Europa Strike(70)
What if the ice crumbled away beneath him? He’d heard that the Europan sea beneath the ice here was eighty to a hundred kilometers deep…sixty miles of cold, dark water, straight down.
And he knew his suit wouldn’t float.
Somehow, he managed to keep walking, though his knees were shaking now as he expected each step to plunge him through the ice and into those black, frigid depths. It took him another dozen steps to remember that he was unarmed. His M-580 had spun off into the ice, somewhere, and he had no idea where it was.
He kept struggling toward the crater rim, however. His assigned position was there, not here in the crater bowl. The Chinese orbital bombardment had swept the Marines off the rim with appalling ease. And the enemy troops must be surging up the outer slope at this moment.
“Weapons free! All units, weapons free!” The red light in his HUD winked off. LOADED now read WEAPONS FREE.
He needed a weapon. He saw one, three meters to the right. A Marine lay on his back, clutching his M-580 against his armored chest. His legs and torso from the ribcage down were…gone. Nothing left but a fast-freezing trail of blood and internals. The inside of the visor was opaque with blood and vomit, a horrible sight, but a merciful one. Lucky couldn’t see the person’s face.
He had to work the stiff, gloved fingers open two at a time, but at last pulled the laser rifle free. Only then did he see the name tag: HUTTON, J.
Sergeant Joseph K. Hutton. A lean, rail-skinny kid from West Virginia, friendly, likable, if a little naïive. Shit…
He knelt in the freezing slush, punching keys on the programming pad on the side of the rifle, praying the mechanism hadn’t succumbed to shock and cold. Each laser rifle had to be tuned to the user’s suit frequency so that it could feed target information and aim points to the helmet HUD. The tuning took a few seconds…and Lucky was afraid he didn’t have them.
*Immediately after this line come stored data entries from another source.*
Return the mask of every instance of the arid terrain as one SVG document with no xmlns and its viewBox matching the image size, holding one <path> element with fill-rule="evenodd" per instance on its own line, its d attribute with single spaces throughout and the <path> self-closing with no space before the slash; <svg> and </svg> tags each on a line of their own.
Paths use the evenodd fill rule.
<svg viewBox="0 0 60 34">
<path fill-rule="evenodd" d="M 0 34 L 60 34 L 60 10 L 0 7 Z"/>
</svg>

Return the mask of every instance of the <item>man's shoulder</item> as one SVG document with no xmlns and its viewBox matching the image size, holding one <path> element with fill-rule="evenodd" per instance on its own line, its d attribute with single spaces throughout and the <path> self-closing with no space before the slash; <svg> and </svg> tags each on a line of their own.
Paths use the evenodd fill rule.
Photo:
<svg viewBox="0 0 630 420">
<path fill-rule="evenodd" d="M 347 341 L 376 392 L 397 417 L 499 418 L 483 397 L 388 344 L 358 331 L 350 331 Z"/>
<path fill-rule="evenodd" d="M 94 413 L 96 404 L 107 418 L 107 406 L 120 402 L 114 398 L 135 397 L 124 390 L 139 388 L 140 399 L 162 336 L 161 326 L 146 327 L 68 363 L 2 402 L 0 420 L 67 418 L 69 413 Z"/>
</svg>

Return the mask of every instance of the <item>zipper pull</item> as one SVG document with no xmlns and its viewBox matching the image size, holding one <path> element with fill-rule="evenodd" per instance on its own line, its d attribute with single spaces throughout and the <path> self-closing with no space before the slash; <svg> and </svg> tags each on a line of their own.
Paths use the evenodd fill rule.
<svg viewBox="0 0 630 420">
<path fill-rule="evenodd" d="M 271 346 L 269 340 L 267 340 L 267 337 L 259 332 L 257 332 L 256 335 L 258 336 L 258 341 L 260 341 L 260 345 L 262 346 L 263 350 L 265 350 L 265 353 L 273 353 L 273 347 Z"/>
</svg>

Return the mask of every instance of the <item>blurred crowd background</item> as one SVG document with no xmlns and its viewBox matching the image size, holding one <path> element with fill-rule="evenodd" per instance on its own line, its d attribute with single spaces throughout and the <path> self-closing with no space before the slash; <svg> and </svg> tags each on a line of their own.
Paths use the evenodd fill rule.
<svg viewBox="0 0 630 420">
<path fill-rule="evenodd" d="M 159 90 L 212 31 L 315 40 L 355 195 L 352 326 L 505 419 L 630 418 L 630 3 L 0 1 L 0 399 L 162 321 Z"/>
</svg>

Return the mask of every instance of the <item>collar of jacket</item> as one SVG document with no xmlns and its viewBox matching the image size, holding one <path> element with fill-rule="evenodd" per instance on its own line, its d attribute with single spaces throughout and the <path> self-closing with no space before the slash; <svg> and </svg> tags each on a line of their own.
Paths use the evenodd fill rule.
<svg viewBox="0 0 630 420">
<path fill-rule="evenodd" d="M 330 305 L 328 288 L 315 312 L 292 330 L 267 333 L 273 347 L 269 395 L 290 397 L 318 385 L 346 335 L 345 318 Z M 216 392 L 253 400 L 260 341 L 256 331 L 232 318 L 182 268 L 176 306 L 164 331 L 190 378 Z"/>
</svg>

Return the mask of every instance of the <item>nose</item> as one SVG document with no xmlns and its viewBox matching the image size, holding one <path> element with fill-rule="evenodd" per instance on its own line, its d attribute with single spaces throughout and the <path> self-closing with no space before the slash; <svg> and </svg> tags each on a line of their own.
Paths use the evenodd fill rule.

A low, flat shape was shouldering its way onto the crest of the crater rim now. Lucky had seen those things in sims and tech briefings: zidong tanke…robot tanks.
Other figures were appearing on the ridge above him now: human shapes in bulky white suits, like the ones the Marines wore, though different in detail of helmet shape, PLSS outline, and the look of the rifles they carried.
He waited for the rifle to charge. Come on…come on!…
Lucky preferred the M-29 ATAR, the primary Marine weapon. Some genius on Earth had decided that the Europan MSEF should carry M-580s, though, because with laser rifles, you didn’t have to ship all of that ammunition across the solar system.
Unfortunately, you had to tune the damned things, and it took them a godawful long time to cycle up to firing charge. Maybe too long.
“Leckie!” It was the major’s voice. He would be jacked in back in C-3, getting feeds from all of the Marines, their suits, their weapon systems. “Where’s your weapon?”
It was like having God looking over your shoulder.
“Tuning a pickup, Major! It’s coming…”
“Breakthrough on the ridge, above your position! Watch yourself! Get some fire on that ridge when you’re charged!”
“Aye, aye, sir!”
The red crosshair reticle lit up on his HUD, accompanied by a shrill, reedy tone signaling the rifle was ready to fire. About time!
Still on his knees, he raised the boxy M-580, swinging it up and around until the reticle centered on one of the space suits clambering over the ridge. His gloved finger slid into the outsized trigger guard and touched the firing button.
There was no flash, no beam, of course. There was no atmosphere to ionize, no dust to illuminate the pulsed thread of coherent light that snapped from his weapon’s muzzle…but the chest of the soldier’s space suit erupted suddenly in a puff of white smoke, water vapor freezing in an instant as it exploded from his ruptured suit. His arms cartwheeled, his rifle spun back down the ridge behind him, and then he fell in an agonizing slow motion, toppling onto the ice.
Lucky struggled to his feet and started jogging forward. With the ground covered by fast-freezing slush, he couldn’t pull the distance-eating bunny bounce, and had to push forward one glue-footed stride at a time. Clumsy…clumsy. He couldn’t move. Warning lights flashed on in his HUD array. His suit was being painted by half a dozen targeting lasers and radar beams.
He dropped for the ground, snapping off another shot as the reticle drifted across another target. Slush splattered and boiled half a meter in front of him…and several fast geysers spurted as rifle slugs tore into the freezing sludge.
To his right, a shoulder-launched Wyvern rocket streaked low across the ice, rising up the face of the hill, striking one of the zidong tanke in the left track with a dazzling flash and sending fragments hurtling. A second robot tank fired, sending a surging splash of ice and water into the black sky, and eliciting a shrill, keening shriek from some Marine.